The 680 significantly altered microbial protein clusters were equally divided between the WT and Rag groups, with 350 and 330 differential protein clusters, respectively (Fig. 3a, Supporting Information Table 3). GSEA on the microbial protein clusters reveals that the major biological processes (BP) enriched in the Rag mice are locomotion (GO:0040011), movement of cell/subcellular component (GO:0006928), and cell motility (GO:0048870) (Fig. 3a, Supporting Information Table 4), in agreement with the observance of numerous flagellin proteins significantly increased in our Rag samples. There was a significant enrichment of protein clusters associated with localization as well, in which the majority of the protein clusters associated with this GO term were transporters. Accordingly, molecular function (MF) GO terms for Rag samples showed a higher level of transporter activity (GO:0005215). The majority of the BP GO terms enriched in the WT samples are associated with RNA metabolic processes (including RNA processing (GO:0006396), RNA biosynthetic process (GO:0032774), mRNA metabolic process (GO:0016071), and ncRNA metabolic process (GO:0034660)) and translation (GO:0006412). Analysis of the MF GO terms changed in WT samples show a similar signature, with terms including, but not limited to, RNA polymerase activity (GO:0097747), DNA binding (GO:0003677), RNA binding (GO:0003723), and structural constituent of ribosome (GO:0003735). Overall, the Rag gut microbial proteome shows a vast increase in motility/flagellin proteins and transporter activity, whereas there is an enrichment in RNA and protein synthesis in the WT gut microbial proteome.

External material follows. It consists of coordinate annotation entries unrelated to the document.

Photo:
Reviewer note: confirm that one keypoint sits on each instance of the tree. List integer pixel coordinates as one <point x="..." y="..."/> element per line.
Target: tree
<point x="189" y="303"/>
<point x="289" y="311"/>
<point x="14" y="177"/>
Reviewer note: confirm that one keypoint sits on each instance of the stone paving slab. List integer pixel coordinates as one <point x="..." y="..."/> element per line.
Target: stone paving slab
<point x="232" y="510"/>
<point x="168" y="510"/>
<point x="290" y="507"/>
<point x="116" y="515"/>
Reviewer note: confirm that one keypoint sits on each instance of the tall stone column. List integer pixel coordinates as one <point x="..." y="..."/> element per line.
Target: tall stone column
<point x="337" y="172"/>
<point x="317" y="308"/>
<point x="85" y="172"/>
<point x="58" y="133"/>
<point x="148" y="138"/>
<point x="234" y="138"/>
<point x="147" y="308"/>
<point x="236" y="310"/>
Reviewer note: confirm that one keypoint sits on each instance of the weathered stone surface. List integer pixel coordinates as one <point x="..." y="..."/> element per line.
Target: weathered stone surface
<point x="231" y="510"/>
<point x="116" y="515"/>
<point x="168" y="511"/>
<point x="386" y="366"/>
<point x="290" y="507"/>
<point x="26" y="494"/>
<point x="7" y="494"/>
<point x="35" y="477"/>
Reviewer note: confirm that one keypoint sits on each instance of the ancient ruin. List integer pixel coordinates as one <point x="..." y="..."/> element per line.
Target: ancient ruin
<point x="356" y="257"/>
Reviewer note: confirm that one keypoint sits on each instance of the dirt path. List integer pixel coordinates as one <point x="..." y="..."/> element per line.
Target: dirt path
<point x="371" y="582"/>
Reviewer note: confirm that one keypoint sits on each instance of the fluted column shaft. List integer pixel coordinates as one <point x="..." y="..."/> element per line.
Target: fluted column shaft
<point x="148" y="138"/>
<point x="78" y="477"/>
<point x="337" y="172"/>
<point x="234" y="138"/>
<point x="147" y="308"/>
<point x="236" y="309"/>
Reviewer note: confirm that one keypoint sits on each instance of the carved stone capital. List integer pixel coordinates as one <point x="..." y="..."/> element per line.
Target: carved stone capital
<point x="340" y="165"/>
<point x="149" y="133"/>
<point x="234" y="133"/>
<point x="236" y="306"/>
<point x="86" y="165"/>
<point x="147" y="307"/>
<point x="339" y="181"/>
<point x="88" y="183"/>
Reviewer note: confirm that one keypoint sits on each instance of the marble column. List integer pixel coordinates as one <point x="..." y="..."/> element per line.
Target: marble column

3.4 Protein Clusters Significantly Altered between Colitic and Healthy Mice
To distinguish potentially important proteins that are involved in intestinal inflammation and not due to the Rag1-/- background (i.e., baseline differences between the WT vs. Rag host proteins and/or gut microbiota), we focused our efforts on the identification of aberrant protein clusters in RT samples that were significantly altered between this treatment group and the combination of WT and Rag samples (hereafter called “controls”) (Fig. 2b, Fig. 3b, Supporting Information Tables 5, 6). 66 murine and 309 microbial protein clusters were significantly altered (FDR <0.05 and |log2FC| >1). Of the significantly altered murine protein clusters, 6 were increased in the control samples, and 54 were increased in the RT samples (Fig. 2b, Supporting Information Table 5). Interestingly, many of the murine proteins significantly increased in the RT samples are immune response-related genes, as would be expected with inflammation. Some examples include myeloperoxidase (MPO), granzyme A (GZMA), lactoferrin (LTF), and the pro-inflammatory proteins S100A8 and S100A9 [34]. Two of the most highly increased proteins are the two S100A proteins, which are abundantly found in neutrophils and other myeloid cells, and together form the damage-associated molecular pattern (DAMP) molecule calprotectin. This heterodimer has a wide variety of functions, including immune cell activation via binding and activation of toll like-receptor 4 (TLR4) and the receptor for advanced glycation end products (RAGE), calcium and zinc binding, and antimicrobial properties [34-36]. Elevated levels of calprotectin have been implicated in a variety of diseases such as cancer and IBD, and (along with MPO and LTF) has been used as a fecal marker of intestinal inflammation in IBD [37].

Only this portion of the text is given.